5 causes of a sore throat and chest pain

5 causes of a sore throat and chest pain

5 causes of a sore throat and chest pain

A variety of health conditions can cause a sore throat and chest pain. Although most of these issues are not serious, some require medical attention.In this article, we explore conditions that can cause chest pain and a sore throat. We also look at the accompanying symptoms of each issue and describe home remedies and other treatment options.

1. The common cold

According to the Centers for Disease Control and Prevention (CDC), an adult tends to experience roughly 2–3 colds a year, while a child may catch a cold even more often.

A sore throat is a common symptom, and some people also experience chest pain.

Other symptoms of a cold can include:

  • coughing

  • headaches

  • body aches

  • a runny nose

  • sneezing

People typically recover after 7–10 days. However, those with asthma, other respiratory conditions, or weakened immune systems may develop complications, such as pneumonia or bronchitis.


Although treatment cannot cure a cold, it can help ease the symptoms.

To help speed the healing process and reduce symptoms, a person should:

  • get lots of rest

  • drink plenty of fluids

  • take over-the-counter medications

However, a person should talk to a doctor or pharmacist before trying a new cold medication.

2. GERD and acid reflux

Gastroesophageal reflux — more commonly called acid reflux — occurs when acid in the stomach rises up into the esophagus, the tubular structure connecting the throat to the stomach.
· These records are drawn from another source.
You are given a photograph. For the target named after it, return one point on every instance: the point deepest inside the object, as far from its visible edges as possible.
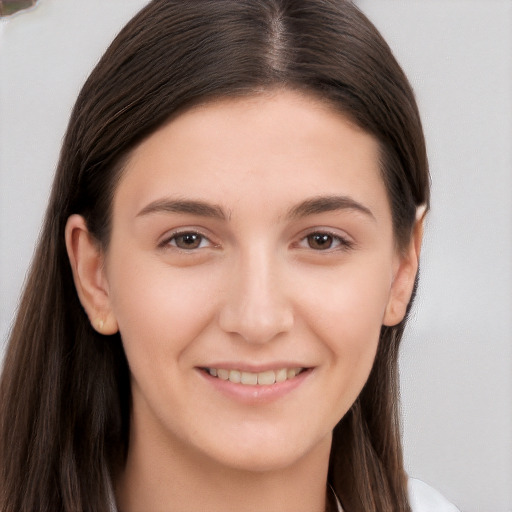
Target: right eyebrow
(191, 207)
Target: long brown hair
(65, 390)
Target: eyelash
(339, 242)
(342, 243)
(181, 234)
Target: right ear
(87, 259)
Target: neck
(163, 474)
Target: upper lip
(254, 368)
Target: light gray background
(457, 355)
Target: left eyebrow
(322, 204)
(200, 208)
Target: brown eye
(320, 241)
(188, 241)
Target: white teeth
(223, 374)
(249, 378)
(266, 378)
(281, 375)
(235, 376)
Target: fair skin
(251, 239)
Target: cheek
(159, 310)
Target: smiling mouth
(265, 378)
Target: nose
(256, 307)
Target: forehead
(268, 149)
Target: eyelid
(345, 241)
(166, 239)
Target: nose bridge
(256, 306)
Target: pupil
(320, 241)
(189, 240)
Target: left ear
(405, 275)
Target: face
(250, 269)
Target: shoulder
(425, 499)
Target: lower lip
(257, 393)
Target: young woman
(214, 311)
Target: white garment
(423, 498)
If acid reflux occurs frequently, more than twice a week for a few weeks in a row, a person may have gastroesophageal reflux disease (GERD).

When a person with GERD does not receive treatment, it can cause complications, such as esophagitis, which is inflammation of the esophagus.
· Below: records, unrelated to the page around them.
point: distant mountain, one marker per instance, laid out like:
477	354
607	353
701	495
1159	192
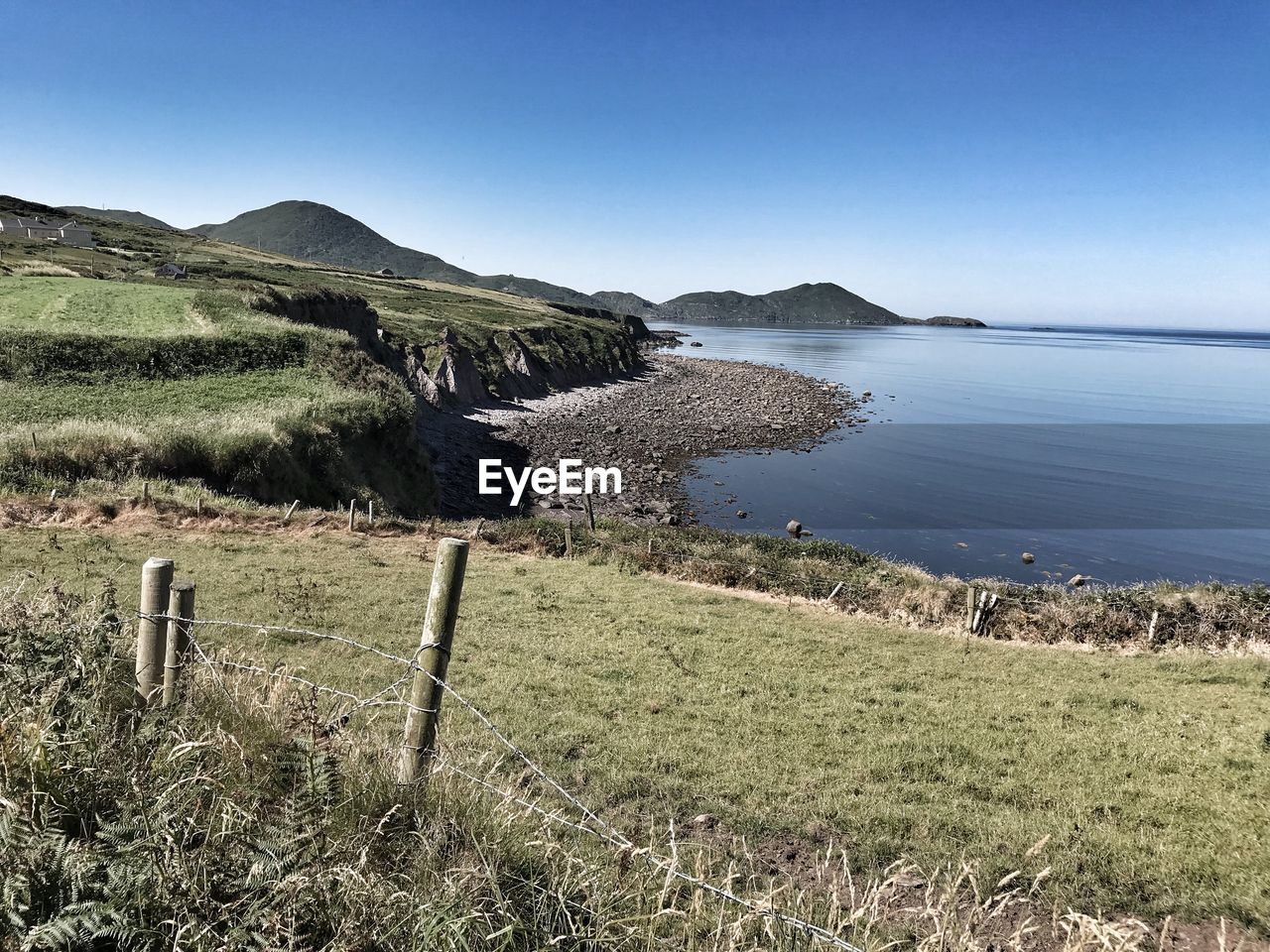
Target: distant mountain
119	214
947	321
531	287
804	303
318	232
625	302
Common symptoms of GERD include:

  • regular heartburn

  • a different painful, burning feeling in the center of the chest

  • pain in the upper abdomen

  • nausea

  • difficulty swallowing or pain while swallowing

  • vomiting

  • bad breath

  • respiratory issues

  • erosion of the teeth


Certain strategies can help manage GERD symptoms, including:

  • avoiding spicy or greasy foods

  • maintaining a healthy weight

  • avoiding smoking

  • not eating 2–3 hours before bedtime

  • taking over-the-counter antacids

A doctor may recommend treatments such as prescription medications, lifestyle changes, or a referral to a gastroenterologist for an endoscopy.

3. Asthma

According to the American College of Allergy, Asthma & Immunology, asthma affects about 26 million people in the United States.

The symptoms can be so mild that a person may not even know that they have asthma. For some people, however, the symptoms are more severe.
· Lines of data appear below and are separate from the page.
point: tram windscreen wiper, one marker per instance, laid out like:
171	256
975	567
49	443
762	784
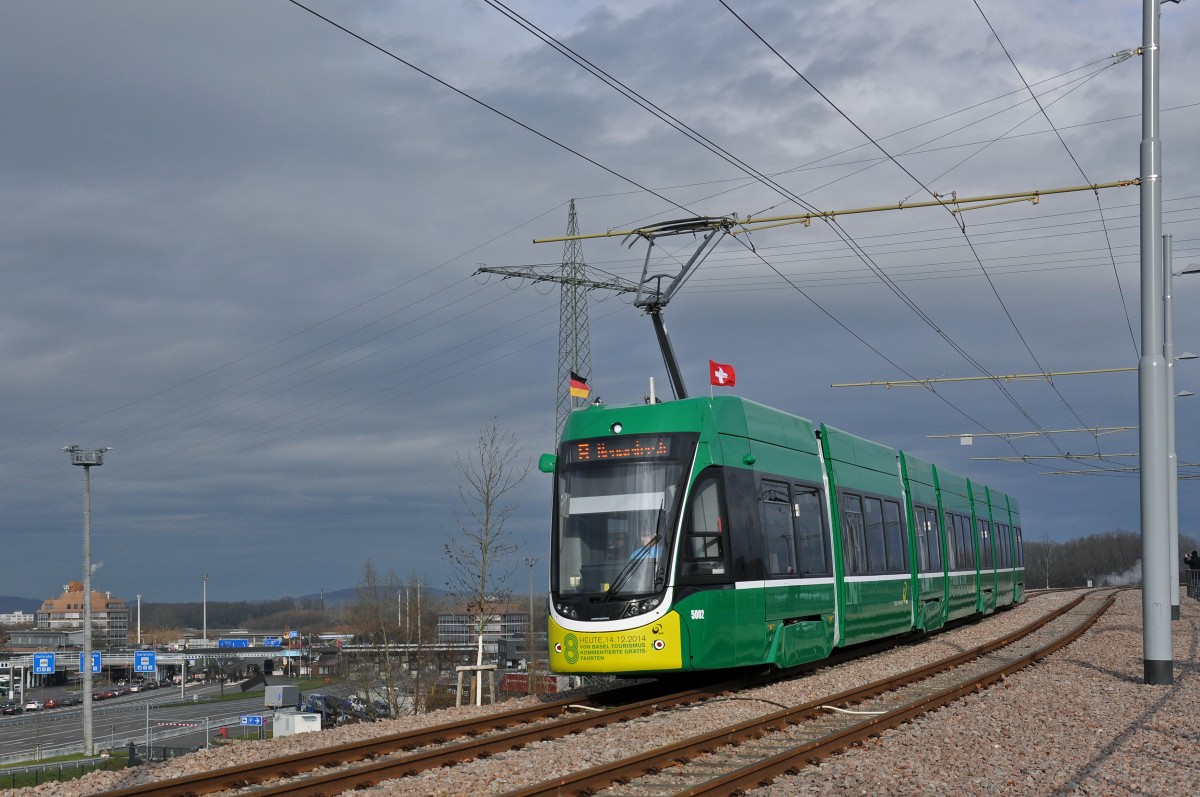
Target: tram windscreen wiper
636	559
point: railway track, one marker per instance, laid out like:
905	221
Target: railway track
411	753
753	754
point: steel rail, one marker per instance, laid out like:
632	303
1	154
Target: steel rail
601	777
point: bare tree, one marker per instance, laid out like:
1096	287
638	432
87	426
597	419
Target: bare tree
481	552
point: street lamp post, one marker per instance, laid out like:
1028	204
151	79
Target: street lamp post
204	604
87	459
532	561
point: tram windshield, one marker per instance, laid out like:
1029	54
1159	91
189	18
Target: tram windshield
618	502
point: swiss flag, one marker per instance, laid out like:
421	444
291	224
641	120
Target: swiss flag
721	375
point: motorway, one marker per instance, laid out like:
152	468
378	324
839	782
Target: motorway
162	715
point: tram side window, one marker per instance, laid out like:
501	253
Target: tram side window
705	529
876	547
985	545
929	543
810	531
777	527
969	541
853	534
964	549
893	535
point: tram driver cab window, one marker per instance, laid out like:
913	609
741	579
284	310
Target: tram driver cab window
703	532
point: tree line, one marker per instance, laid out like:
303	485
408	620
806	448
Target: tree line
1110	558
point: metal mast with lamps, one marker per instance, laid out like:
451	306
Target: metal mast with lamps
87	459
532	561
204	604
1173	477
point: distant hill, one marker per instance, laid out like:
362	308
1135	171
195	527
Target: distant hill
10	604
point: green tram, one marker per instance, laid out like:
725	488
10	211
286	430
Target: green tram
715	533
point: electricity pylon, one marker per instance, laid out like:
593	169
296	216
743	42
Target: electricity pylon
574	342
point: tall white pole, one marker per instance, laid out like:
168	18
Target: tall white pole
1152	399
88	748
87	457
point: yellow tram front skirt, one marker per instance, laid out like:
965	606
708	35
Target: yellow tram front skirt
654	646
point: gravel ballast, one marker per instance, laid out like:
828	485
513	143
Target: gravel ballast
1079	723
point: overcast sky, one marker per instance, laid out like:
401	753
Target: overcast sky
238	246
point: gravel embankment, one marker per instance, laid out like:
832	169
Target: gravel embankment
1080	723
Some symptoms of asthma include:

  • coughing — often at night, when laughing, or during or after exercise

  • chest tightness

  • trouble breathing

  • wheezing

  • shortness of breath

An itchy or scratchy throat can be a warning sign of an asthma attack.

Learn what to do when someone is having an asthma attack here.


Typical treatments for asthma include long-term control medications, such as inhaled corticosteroids, and quick-relief medications, such as short-acting beta-agonists.

It is important to:

  • Discuss medication options thoroughly with a doctor.

  • Identify and avoid asthma triggers.

  • Carry a quick-relief inhaler, if necessary.

4. Pneumonia

Pneumonia is an infection that causes the air sacs in the lungs to become inflamed.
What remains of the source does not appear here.